Para llegar a Grenville hay que cruzar la isla —por la cresta central, pasando el interior de nuez moscada y cacao, y bajando la ladera oriental hasta la costa atlántica— y el cruce lleva unos treinta y cinco minutos pero parece más largo porque el paisaje cambia tres veces. Para cuando la carretera baja a Grenville, uno está en un lugar completamente diferente de la costa de resorts. La luz aquí es distinta, más dura; el mar no es el turquesa apacible del suroeste sino el Atlántico más oscuro y agitado, y el pueblo tiene un ritmo diferente: laborioso, sin prisa, sin organizarse en torno a los visitantes.
Grenville es la segunda ciudad de Granada, un título que requiere cierta traducción. Es pequeña y tranquila, las calles siguiendo una cuadrícula informal que parece expandirse y contraerse según la zona. El frente costero es funcional más que pintoresco —barcos, redes, una gasolinera, la arquitectura práctica de un lugar que se gana la vida del mar—. El mercado del sábado merece el viaje por sí solo: una estructura al aire libre abarrotada de vendedores de provisiones, especias y productos del lado de barlovento de la isla. Los puestos aquí se orientan más hacia lo local que el mercado de St. George’s —menos hacia bolsas de especias mezcladas para turistas y más hacia materias primas, el tipo de compra en volumen que supone que uno sabe qué va a hacer con ellas.

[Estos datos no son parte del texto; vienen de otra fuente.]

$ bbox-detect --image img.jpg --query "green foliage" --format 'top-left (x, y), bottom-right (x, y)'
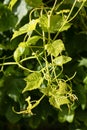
top-left (23, 72), bottom-right (43, 93)
top-left (0, 0), bottom-right (87, 130)
top-left (0, 2), bottom-right (17, 32)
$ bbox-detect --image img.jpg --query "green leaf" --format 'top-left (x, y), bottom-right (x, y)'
top-left (25, 0), bottom-right (42, 7)
top-left (14, 42), bottom-right (26, 61)
top-left (39, 15), bottom-right (48, 32)
top-left (26, 36), bottom-right (41, 46)
top-left (58, 107), bottom-right (74, 123)
top-left (13, 0), bottom-right (31, 25)
top-left (6, 105), bottom-right (22, 123)
top-left (79, 58), bottom-right (87, 67)
top-left (12, 19), bottom-right (38, 39)
top-left (45, 39), bottom-right (65, 57)
top-left (0, 3), bottom-right (17, 32)
top-left (23, 72), bottom-right (43, 93)
top-left (75, 84), bottom-right (87, 110)
top-left (40, 15), bottom-right (72, 33)
top-left (9, 0), bottom-right (18, 10)
top-left (53, 55), bottom-right (72, 66)
top-left (49, 96), bottom-right (70, 109)
top-left (49, 15), bottom-right (72, 32)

La estación receptora de nuez moscada en la periferia del pueblo es lo que más me quedó grabado. Es parte de la red de la Asociación Cooperativa de Nuez Moscada de Granada —la infraestructura que durante décadas gestionó la exportación colectiva del cultivo más importante de la isla— y el olor solo ya merece la parada. Entrar en la zona de procesamiento (generalmente están encantados de recibir visitantes curiosos) es como entrar en un tarro de especias muy grande y muy cálido. Los trabajadores clasifican la nuez moscada por grado en largas mesas, moviéndose con rapidez practicada, el sonido de las semillas contra las superficies de madera constante y rítmico. Pasé una hora observando y preguntando y salí oliendo como un pastel navideño.
El mercado de pescado funciona antes de lo que esperaba. Estaba allí a las seis y media de la mañana —el viaje desde St. George’s me puso en carretera antes de las cinco— y los barcos ya habían llegado, la captura siendo clasificada y vendida en el muelle con rápida informalidad. Pez rey y atún y pargo, algo vendido entero y todavía goteando, algo fileteado allí mismo con cuchillos que se movían con velocidad inquietante. Una mujer que regentaba un pequeño puesto de comida al borde del mercado ya freía pescado a esa hora, y tuve un desayuno de pargo frito y bake —un pan frito suave— que costó casi nada y supo como lo mejor que había comido en días.
Grenville también se llama Ciudad Arcoíris localmente, un nombre dado con cierto afecto a los coloridos edificios que bordean las calles principales —pintados en combinaciones que nunca pasarían por un comité de planificación en una ciudad europea pero que aquí parecen completamente naturales, incluso necesarios—. Una tienda de ron de color salmón al lado de una ferretería turquesa al lado de un edificio gubernamental amarillo. La lógica estética es la suya propia.

No hay mucha infraestructura turística formal aquí, y eso es precisamente la cuestión. Grenville te alimenta con la lógica de un pueblo que se alimenta a sí mismo primero y a los visitantes después, y el resultado es el tipo de comida que no calcula qué esperas. Los puestos de provisiones cerca de la terminal de autobuses venden plátano verde hervido y fruta del pan junto con lo habitual. Un restaurante de mostrador cerca del mercado tenía un cerdo guisado oscuro y aromático que venía con una montaña de arroz con gandules que no era un añadido de segunda.
Cuando ir: Grenville funciona todo el año, pero la mañana del sábado es la visita imprescindible —el mercado y el muelle de pescado están a máximo rendimiento—. El pueblo es más accesible en temporada seca cuando la travesía por la carretera de montaña está en mejores condiciones. Grenville sirve como base natural para explorar la costa este, incluidas las playas atlánticas más pequeñas que no ven apenas turistas.